The Influential Clan of Sangamner

Updated: Oct 30, 2024

Thorat and Vikhe Patil

Saturday morning began with an angry campaign by Congress workers against BJP in Sangamner as BJP candidate Sujay Vikhe Patil’s party colleague made offensive remarks against Jayshree Thorat, daughter of senior Congress leader Balasaheb Thorat. Jayshree, an oncologist, was campaigning for her father who is leading his party in the seat sharing talks of the MVA. Jayshree, a member of the Congress, is the third generation of the Thorat family to be involved in public life.


The angry outburst against the BJP man who made objectionable comments against her, is also a reflection of the bitter rivalry between Thorat and Vikhe Patil who have been battling each other for supremacy over the region. Balasaheb Thorat, whose official name is Vijay, is an eight-time MLA from Sangamner and is the former head of the Maharashtra Pradesh Congress Committee. Known to be warm and approachable to his party workers, Thorat comes with considerable experience in the cooperative movement in Maharashtra, having formed a milk cooperative and founded several cooperative educational institutes under the name Amrutwahini. Over his three decade long political career, he’s served as the minister for agriculture and revenue.

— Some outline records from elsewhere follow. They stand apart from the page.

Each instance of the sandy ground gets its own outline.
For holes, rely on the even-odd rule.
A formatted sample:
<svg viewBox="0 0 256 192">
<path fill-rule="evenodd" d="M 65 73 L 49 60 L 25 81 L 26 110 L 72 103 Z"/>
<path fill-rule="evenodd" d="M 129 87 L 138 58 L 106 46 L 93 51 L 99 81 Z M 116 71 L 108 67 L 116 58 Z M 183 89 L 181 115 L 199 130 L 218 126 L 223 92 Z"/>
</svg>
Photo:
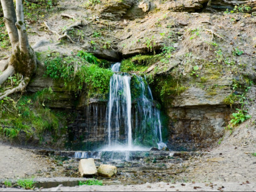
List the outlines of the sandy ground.
<svg viewBox="0 0 256 192">
<path fill-rule="evenodd" d="M 0 143 L 0 179 L 23 178 L 49 166 L 41 156 Z"/>
<path fill-rule="evenodd" d="M 256 128 L 250 125 L 251 123 L 248 121 L 243 129 L 235 130 L 232 135 L 227 133 L 221 144 L 208 149 L 208 154 L 186 161 L 183 165 L 187 166 L 187 171 L 180 176 L 187 182 L 73 187 L 59 185 L 35 190 L 42 191 L 256 191 L 256 157 L 252 154 L 256 151 Z M 26 174 L 35 174 L 39 169 L 47 171 L 47 168 L 51 166 L 47 158 L 30 151 L 0 144 L 0 179 L 24 177 Z M 24 190 L 0 188 L 0 191 Z"/>
</svg>

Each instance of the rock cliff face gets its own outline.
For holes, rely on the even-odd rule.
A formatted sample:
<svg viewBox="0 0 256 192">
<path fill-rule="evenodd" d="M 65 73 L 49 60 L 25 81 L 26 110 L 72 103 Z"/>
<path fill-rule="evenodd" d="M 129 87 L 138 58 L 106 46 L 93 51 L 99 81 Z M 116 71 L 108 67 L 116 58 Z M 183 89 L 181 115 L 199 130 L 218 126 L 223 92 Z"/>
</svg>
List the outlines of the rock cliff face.
<svg viewBox="0 0 256 192">
<path fill-rule="evenodd" d="M 251 9 L 244 13 L 222 12 L 227 9 L 230 12 L 237 4 Z M 84 27 L 84 40 L 76 46 L 111 61 L 165 50 L 165 60 L 151 63 L 143 73 L 154 77 L 151 83 L 154 97 L 161 101 L 169 118 L 169 146 L 177 143 L 190 148 L 208 146 L 222 136 L 234 110 L 224 102 L 235 92 L 233 86 L 256 82 L 255 10 L 255 1 L 102 0 L 85 10 L 77 8 L 78 16 L 87 14 L 94 23 Z M 56 23 L 60 30 L 57 20 L 55 16 L 49 22 L 53 26 Z M 101 36 L 93 37 L 95 31 L 100 31 Z M 170 52 L 165 49 L 168 48 L 171 48 Z M 166 80 L 165 90 L 159 91 L 154 84 L 167 76 L 174 81 L 181 77 L 182 80 L 176 84 L 183 86 L 184 91 L 168 93 L 160 101 L 165 90 L 174 85 Z M 78 110 L 76 121 L 68 127 L 71 146 L 79 148 L 82 141 L 90 147 L 104 142 L 107 101 L 76 98 L 62 84 L 42 76 L 31 82 L 27 91 L 49 87 L 59 97 L 49 107 Z"/>
</svg>

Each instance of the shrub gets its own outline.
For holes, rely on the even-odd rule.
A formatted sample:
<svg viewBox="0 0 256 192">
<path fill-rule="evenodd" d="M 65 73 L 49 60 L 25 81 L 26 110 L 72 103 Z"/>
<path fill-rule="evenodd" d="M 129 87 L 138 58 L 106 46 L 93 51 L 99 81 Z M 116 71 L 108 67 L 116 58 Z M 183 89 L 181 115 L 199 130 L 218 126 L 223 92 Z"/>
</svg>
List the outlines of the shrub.
<svg viewBox="0 0 256 192">
<path fill-rule="evenodd" d="M 33 181 L 33 179 L 19 179 L 17 180 L 17 185 L 21 187 L 26 190 L 33 189 L 35 184 L 35 182 Z"/>
<path fill-rule="evenodd" d="M 86 181 L 79 181 L 78 185 L 103 185 L 103 182 L 96 179 L 89 179 Z"/>
</svg>

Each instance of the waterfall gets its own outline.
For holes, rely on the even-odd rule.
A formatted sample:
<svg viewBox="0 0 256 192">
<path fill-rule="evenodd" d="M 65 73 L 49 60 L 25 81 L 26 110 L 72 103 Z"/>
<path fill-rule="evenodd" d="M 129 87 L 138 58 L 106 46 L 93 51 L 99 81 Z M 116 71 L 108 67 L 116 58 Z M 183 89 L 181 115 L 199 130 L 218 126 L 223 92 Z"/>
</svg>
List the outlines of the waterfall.
<svg viewBox="0 0 256 192">
<path fill-rule="evenodd" d="M 120 63 L 115 64 L 112 69 L 118 71 Z M 120 119 L 124 118 L 124 127 L 127 133 L 127 144 L 132 148 L 131 108 L 130 90 L 130 77 L 115 74 L 110 79 L 110 96 L 107 107 L 108 146 L 117 144 L 119 139 Z M 115 129 L 114 129 L 115 127 Z M 112 130 L 115 129 L 113 135 Z"/>
<path fill-rule="evenodd" d="M 139 147 L 155 144 L 163 148 L 166 144 L 162 140 L 160 110 L 154 105 L 146 77 L 122 74 L 120 65 L 116 63 L 111 68 L 115 74 L 110 82 L 105 150 L 146 150 Z M 134 90 L 131 92 L 132 85 Z"/>
</svg>

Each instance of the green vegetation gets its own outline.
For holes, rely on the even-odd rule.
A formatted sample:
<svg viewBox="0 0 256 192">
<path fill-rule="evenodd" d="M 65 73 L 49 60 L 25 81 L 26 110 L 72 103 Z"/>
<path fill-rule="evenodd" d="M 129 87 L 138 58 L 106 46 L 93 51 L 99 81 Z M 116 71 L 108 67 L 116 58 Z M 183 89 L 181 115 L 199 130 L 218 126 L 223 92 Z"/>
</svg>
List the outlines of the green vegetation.
<svg viewBox="0 0 256 192">
<path fill-rule="evenodd" d="M 252 82 L 249 82 L 249 85 L 251 85 Z M 243 86 L 236 80 L 233 80 L 233 90 L 236 91 L 238 88 L 244 88 Z M 235 95 L 234 93 L 232 94 L 229 96 L 227 97 L 224 100 L 224 102 L 226 104 L 229 102 L 230 104 L 232 105 L 234 101 L 239 101 L 240 104 L 240 108 L 236 108 L 236 112 L 233 113 L 232 115 L 232 119 L 230 120 L 230 124 L 229 127 L 232 128 L 233 127 L 237 126 L 238 124 L 244 122 L 244 121 L 251 118 L 251 116 L 247 114 L 247 111 L 244 107 L 245 104 L 247 104 L 246 101 L 247 100 L 246 95 L 249 90 L 251 89 L 251 87 L 248 87 L 245 88 L 244 91 L 242 94 L 236 94 Z"/>
<path fill-rule="evenodd" d="M 86 181 L 79 181 L 78 185 L 103 185 L 103 182 L 97 179 L 89 179 Z"/>
<path fill-rule="evenodd" d="M 44 15 L 52 11 L 57 5 L 57 0 L 24 1 L 24 12 L 25 16 L 32 23 L 39 19 L 44 19 Z"/>
<path fill-rule="evenodd" d="M 88 97 L 106 94 L 113 72 L 101 66 L 108 65 L 92 54 L 80 51 L 77 55 L 62 57 L 57 54 L 49 55 L 44 63 L 46 75 L 64 81 L 65 87 L 76 93 L 86 90 Z"/>
<path fill-rule="evenodd" d="M 183 77 L 180 74 L 177 77 L 174 74 L 177 69 L 172 70 L 172 73 L 165 76 L 154 77 L 152 86 L 160 96 L 159 100 L 164 104 L 169 104 L 174 96 L 180 95 L 187 88 L 182 85 Z"/>
<path fill-rule="evenodd" d="M 46 107 L 46 104 L 55 99 L 51 88 L 45 88 L 30 96 L 22 96 L 18 102 L 10 98 L 0 101 L 0 133 L 10 140 L 18 137 L 21 133 L 29 140 L 41 136 L 46 132 L 57 137 L 60 126 L 65 124 L 63 116 Z"/>
<path fill-rule="evenodd" d="M 230 120 L 230 123 L 234 126 L 240 124 L 252 117 L 251 115 L 247 114 L 247 112 L 245 110 L 239 108 L 236 108 L 236 110 L 238 112 L 232 113 L 233 118 Z"/>
<path fill-rule="evenodd" d="M 4 182 L 4 184 L 7 187 L 11 187 L 12 186 L 12 182 L 10 180 L 5 180 Z"/>
<path fill-rule="evenodd" d="M 17 180 L 17 185 L 26 190 L 32 190 L 34 188 L 34 184 L 35 183 L 33 179 L 24 179 Z"/>
<path fill-rule="evenodd" d="M 197 37 L 200 37 L 201 29 L 199 27 L 197 27 L 197 29 L 188 29 L 188 31 L 190 33 L 190 34 L 191 35 L 191 37 L 190 37 L 190 40 L 193 40 L 193 38 Z"/>
<path fill-rule="evenodd" d="M 251 7 L 245 5 L 235 5 L 235 8 L 230 12 L 229 11 L 229 9 L 227 9 L 226 11 L 225 12 L 225 13 L 229 14 L 238 12 L 246 13 L 249 12 L 251 9 L 252 9 Z"/>
<path fill-rule="evenodd" d="M 122 61 L 120 71 L 122 72 L 140 71 L 144 72 L 149 66 L 159 60 L 160 55 L 138 55 L 130 59 Z"/>
<path fill-rule="evenodd" d="M 154 46 L 155 45 L 155 38 L 154 35 L 150 38 L 146 37 L 145 43 L 148 48 L 148 51 L 154 52 L 154 54 L 155 54 L 154 49 Z"/>
<path fill-rule="evenodd" d="M 240 56 L 244 52 L 243 51 L 239 50 L 237 48 L 235 48 L 235 50 L 233 51 L 233 55 L 234 56 Z"/>
<path fill-rule="evenodd" d="M 199 76 L 199 73 L 198 72 L 198 69 L 199 69 L 199 67 L 198 66 L 198 65 L 196 65 L 193 67 L 193 69 L 191 70 L 190 75 L 191 76 L 194 76 L 197 77 L 198 77 Z"/>
<path fill-rule="evenodd" d="M 90 7 L 95 6 L 100 3 L 101 3 L 100 0 L 88 0 L 84 4 L 84 7 L 85 8 L 90 8 Z"/>
</svg>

Thorat’s father Bhausaheb was a freedom fighter and staunch Congress leader from Ahmednagar who is known to have worked for the cause of the farmers and peasant community. It is said that when he was denied a ticket by the Congress in 1985, Bhausaheb introduced his son into electoral politics and while the second generation Thorat contested as an Independent candidate and won, he returned to the Congress fold and has been a staunch and loyal party worker since then. He’s never lost a single election since 1985 and the uninterrupted tenure has seen Thorat hold several positions of power, in the government.


Another Congress leader from the region, Sudhir Tambe, is Thorat’s brother-in-law and the two families have, for long, enjoyed considerable influence over the politics of Sangamner through their institutes and sugar mills. Tambe has been a Congress legislator in the upper house for the past 18 years but on the eve of the biennial Vidhan Parishad elections last year, withdrew from the fray to make way for his son Satyajit Tambe who contested as an Independent with the tacit support of the BJP and the Congress. Fadnavis had good naturedly cautioned Thorat that the BJP had set its sights on the young Tambe.